After which the lights were down, some covering was on his shoulders, and something heavy was weighing down the mattress edge. Which was Jago, sitting on the floor asleep against the edge of the bed.
"Nadi," he said, and worked about to reach out a hand, but she waked at the mere movement, and lifted her face and made a grimace, rubbing a doubtless stiff neck. "You should have gone to bed," he said.
"One worried, nadi."
He reached out to pat her shoulder, and bumped her cheek with the back of his hand, instead, being not quite on his aim, which Jago didn't mind, which led to a more intimate gesture than he'd intended, and a more intimate return on her part, her hand on his.
"Jago-ji," he said, attempting humor, "you shouldn't. I'd hate to offend Banichi."
"In what?"
Translation interface. He tried to wake, wary of wrong words, and the situation.
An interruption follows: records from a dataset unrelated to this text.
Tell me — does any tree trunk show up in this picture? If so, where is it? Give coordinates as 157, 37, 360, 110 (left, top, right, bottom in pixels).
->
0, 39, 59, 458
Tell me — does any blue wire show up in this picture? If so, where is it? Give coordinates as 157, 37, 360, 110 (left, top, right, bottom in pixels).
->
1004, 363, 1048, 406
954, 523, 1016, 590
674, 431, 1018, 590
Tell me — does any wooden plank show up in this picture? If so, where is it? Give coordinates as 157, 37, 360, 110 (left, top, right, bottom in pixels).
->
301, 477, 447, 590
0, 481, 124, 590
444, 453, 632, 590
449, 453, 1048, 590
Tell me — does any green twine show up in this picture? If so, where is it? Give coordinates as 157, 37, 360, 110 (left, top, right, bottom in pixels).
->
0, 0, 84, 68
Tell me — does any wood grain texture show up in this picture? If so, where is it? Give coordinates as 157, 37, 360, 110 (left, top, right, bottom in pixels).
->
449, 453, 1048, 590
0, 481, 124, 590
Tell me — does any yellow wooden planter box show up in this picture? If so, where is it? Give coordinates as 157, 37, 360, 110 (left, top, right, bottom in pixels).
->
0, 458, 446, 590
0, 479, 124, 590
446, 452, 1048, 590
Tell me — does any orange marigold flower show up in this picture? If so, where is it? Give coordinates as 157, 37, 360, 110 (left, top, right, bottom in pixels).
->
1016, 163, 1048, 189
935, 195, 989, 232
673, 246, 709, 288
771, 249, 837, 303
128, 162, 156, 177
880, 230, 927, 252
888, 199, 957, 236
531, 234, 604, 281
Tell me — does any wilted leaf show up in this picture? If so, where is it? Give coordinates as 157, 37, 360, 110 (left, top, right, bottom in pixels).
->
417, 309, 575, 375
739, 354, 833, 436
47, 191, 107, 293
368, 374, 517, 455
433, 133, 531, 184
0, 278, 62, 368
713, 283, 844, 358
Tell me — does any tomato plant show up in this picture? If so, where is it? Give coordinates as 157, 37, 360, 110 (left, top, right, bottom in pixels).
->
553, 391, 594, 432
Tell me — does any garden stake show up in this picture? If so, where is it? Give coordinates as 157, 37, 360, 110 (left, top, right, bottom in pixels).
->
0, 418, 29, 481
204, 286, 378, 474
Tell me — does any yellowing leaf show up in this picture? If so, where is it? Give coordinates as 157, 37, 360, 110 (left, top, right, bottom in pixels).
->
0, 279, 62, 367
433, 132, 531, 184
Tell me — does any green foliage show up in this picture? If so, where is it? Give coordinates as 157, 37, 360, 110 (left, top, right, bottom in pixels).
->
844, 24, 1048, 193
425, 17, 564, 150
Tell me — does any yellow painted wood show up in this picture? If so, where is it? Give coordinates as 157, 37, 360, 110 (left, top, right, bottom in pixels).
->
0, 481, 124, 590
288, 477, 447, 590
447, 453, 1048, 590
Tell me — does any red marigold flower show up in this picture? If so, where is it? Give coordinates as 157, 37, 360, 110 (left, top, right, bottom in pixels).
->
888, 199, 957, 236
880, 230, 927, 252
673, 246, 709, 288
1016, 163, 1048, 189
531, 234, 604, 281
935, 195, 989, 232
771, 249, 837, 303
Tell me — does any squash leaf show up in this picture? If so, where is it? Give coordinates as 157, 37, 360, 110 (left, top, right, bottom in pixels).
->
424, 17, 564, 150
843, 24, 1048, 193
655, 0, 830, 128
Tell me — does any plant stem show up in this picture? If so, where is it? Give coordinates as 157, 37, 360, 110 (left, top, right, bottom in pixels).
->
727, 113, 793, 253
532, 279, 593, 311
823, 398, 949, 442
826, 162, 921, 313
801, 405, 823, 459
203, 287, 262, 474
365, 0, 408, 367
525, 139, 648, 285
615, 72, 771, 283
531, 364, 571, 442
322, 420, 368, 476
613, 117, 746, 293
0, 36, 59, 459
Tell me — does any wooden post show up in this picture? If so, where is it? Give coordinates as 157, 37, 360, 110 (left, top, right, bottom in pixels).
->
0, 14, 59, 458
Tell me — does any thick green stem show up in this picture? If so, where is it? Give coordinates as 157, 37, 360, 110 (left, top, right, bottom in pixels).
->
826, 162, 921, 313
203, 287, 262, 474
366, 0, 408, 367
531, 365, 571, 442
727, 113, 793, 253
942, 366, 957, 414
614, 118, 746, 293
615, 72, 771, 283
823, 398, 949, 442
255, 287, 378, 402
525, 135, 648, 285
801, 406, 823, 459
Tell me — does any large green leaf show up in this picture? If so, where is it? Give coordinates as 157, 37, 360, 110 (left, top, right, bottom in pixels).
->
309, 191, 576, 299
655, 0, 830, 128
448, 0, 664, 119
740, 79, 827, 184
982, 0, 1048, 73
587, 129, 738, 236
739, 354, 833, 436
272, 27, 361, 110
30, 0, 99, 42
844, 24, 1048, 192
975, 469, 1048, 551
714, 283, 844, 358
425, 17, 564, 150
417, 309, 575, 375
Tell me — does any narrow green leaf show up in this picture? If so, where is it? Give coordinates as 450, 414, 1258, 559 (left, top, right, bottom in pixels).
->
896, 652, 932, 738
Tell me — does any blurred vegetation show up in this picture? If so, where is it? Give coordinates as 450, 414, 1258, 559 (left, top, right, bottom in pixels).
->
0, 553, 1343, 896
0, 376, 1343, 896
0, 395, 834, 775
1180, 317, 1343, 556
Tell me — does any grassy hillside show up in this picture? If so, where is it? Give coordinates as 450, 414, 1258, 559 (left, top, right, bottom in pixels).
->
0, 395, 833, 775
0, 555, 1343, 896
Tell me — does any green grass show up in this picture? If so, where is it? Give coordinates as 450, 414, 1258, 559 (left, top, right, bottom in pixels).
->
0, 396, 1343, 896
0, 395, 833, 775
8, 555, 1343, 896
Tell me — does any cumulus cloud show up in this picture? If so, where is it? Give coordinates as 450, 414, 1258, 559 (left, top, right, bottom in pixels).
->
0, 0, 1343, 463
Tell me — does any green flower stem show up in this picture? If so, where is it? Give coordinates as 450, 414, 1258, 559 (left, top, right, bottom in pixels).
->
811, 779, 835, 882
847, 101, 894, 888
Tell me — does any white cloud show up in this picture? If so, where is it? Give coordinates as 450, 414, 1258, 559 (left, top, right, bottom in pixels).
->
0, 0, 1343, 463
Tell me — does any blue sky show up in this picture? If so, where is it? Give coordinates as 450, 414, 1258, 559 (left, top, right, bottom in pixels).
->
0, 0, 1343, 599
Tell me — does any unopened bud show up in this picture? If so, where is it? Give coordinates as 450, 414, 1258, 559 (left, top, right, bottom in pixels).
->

And while he was being apprehensive, and trying, muzzily, to compose a request to go to sleep that wouldn't sound like a rebuff, Jago's fingers laced with his, and in his inaction, wound around his wrist, and wandered up his arm to his back.
After which Jago got up, and sat down on the edge of the bed, took off the towel that was covering his skin, and began to work another dose of salve into his back and down the injured arm, which was enough to make a weary human's bones melt, and his recently wary brain all but disengage.
All but — disengage. After the nagging pain subsided, it waked up enough to remind that Jago's reactions of recent days hadn't been impersonal. And he remembered, while Jago's hands were sliding very comfortingly along his backbone, that Banichi had joked about Jago's curiosity from the very start.
The fact that the personal relationship between Banichi and Jago never had been clear to him, and that he was alone, and that the temptation more than intellectually dawning in the forebrain — was already settled and willing in the hind-brain, and beginning to interfere with his capacity to think at all.
"Jago-ji. Please stop." He feared offending her, and he rolled over and propped himself on his good elbow to give an impression, a lie, of a man well awake and sensible, but he was facing a looming shadow against the night-light, that gave human eyes nothing of her expression — such as she might show in a moment of rebuff. He tried to touch Jago's arm, but the arm he wasn't leaning on wouldn't lift all the way, and fell, quite painfully. "Jago, nadi, Banichi might come after me."
"No," Jago said, one of those enigmatic little yes-no's that maddened human instincts. But it was very clear Jago knew what she was doing.
"I just — Jago —" He was awake. He didn't know what reality he'd landed in, but he was aware and awake.
"One need say nothing, Bren-ji. No is sufficient."
"No. It's not. It's not, Jago."
"It seems simple. Yes. No."
"Jago — if it's curiosity, then go ahead, I've no objection. But —" Breath came with difficulty. Sore ribs. A fog coming over the brain, that said, Why not? "But," the negotiator got to the fore, "but if it's more than that, Jago, then — give me room. Let me understand what you're asking. And what's right."
Jago had sat back on her heels at the bedside, elbow on the mattress. A frown was on her face — not, it seemed, an angry frown, but a puzzled one, a thoughtful one.
"Unfair," Jago declared finally.
"Unfair?"
"Words, words, words!"
"I've offended you."
"No. You ask me damned questions." Jago gained her feet in one fluid motion, a shadow in the night-light as she turned, stiff and proper, and walked to the door, her braid the usual ruler-line down her back.
But she stopped there and looked back at him. "Nand' paidhi."